In the past few years, a number of studies, including several conducted at Rutgers University by Dr. Allan H. Conney, director of Rutgers University’s Cullman Laboratory, have strongly indicated that caffeine, whether ingested or applied topically, can reduce the risk of developing skin cancer.
However, one 2007 study conducted by Conney and reported in the Proceedings of the National Academy of Sciences suggests that combining caffeine with exercise can help prevent skin cancer even better than caffeine alone. The animal study showed that the combination of caffeine and regular exercise helps kill more of the precancerous cells damaged by the sun’s ultraviolet-B (UVB) radiation than caffeine without exercise.

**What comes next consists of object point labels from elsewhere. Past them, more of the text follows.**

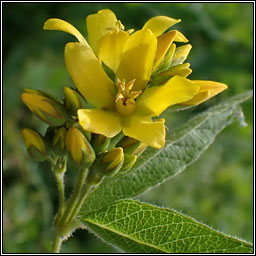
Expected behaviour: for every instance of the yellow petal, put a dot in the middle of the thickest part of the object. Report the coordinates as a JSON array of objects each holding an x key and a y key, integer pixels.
[
  {"x": 88, "y": 75},
  {"x": 99, "y": 25},
  {"x": 164, "y": 43},
  {"x": 58, "y": 24},
  {"x": 32, "y": 138},
  {"x": 178, "y": 70},
  {"x": 156, "y": 99},
  {"x": 143, "y": 129},
  {"x": 99, "y": 121},
  {"x": 180, "y": 37},
  {"x": 159, "y": 24},
  {"x": 111, "y": 48},
  {"x": 138, "y": 58},
  {"x": 208, "y": 89},
  {"x": 181, "y": 54}
]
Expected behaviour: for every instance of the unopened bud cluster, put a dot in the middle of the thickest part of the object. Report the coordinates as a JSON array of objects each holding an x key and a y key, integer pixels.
[{"x": 64, "y": 136}]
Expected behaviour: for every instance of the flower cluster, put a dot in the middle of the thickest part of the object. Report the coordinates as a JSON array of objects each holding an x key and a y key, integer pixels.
[{"x": 124, "y": 81}]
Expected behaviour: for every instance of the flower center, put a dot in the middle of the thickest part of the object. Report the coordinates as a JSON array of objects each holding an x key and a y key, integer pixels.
[{"x": 125, "y": 98}]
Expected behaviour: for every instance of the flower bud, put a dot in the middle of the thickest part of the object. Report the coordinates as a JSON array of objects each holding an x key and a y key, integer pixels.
[
  {"x": 45, "y": 108},
  {"x": 100, "y": 143},
  {"x": 132, "y": 146},
  {"x": 58, "y": 142},
  {"x": 113, "y": 161},
  {"x": 208, "y": 89},
  {"x": 79, "y": 148},
  {"x": 178, "y": 70},
  {"x": 129, "y": 161},
  {"x": 168, "y": 57},
  {"x": 73, "y": 100},
  {"x": 181, "y": 54},
  {"x": 35, "y": 144}
]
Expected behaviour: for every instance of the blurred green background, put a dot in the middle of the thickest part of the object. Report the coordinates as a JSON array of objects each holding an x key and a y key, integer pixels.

A group of mice drank the human equivalent of one or two cups of coffee a day in the form of caffeinated water, another group ran on an exercise wheel, and a third group both drank the caffeine and also ran on an exercise wheel.
Some precancerous skin cells die naturally through apoptosis, which occurs when the body orders damaged cells to die. Either caffeine or exercise alone was found to increase the rate of cell death among precancerous cells. However, the rate of cell death among the precancerous cells was significantly higher in the group that both drank caffeine and exercised as well.
“If apoptosis takes place in a sun-damaged cell, its progress toward cancer will be aborted,” says Conney. “The most dramatic and obvious difference between the groups came from the caffeine-drinking runners, a difference that can likely be attributed to some kind of synergy.”
Other studies have also linked increased exercise and caffeine consumption with a lower risk of other types of cancer. The mechanisms behind the greater protective effect provided by the two working together are still somewhat of a mystery.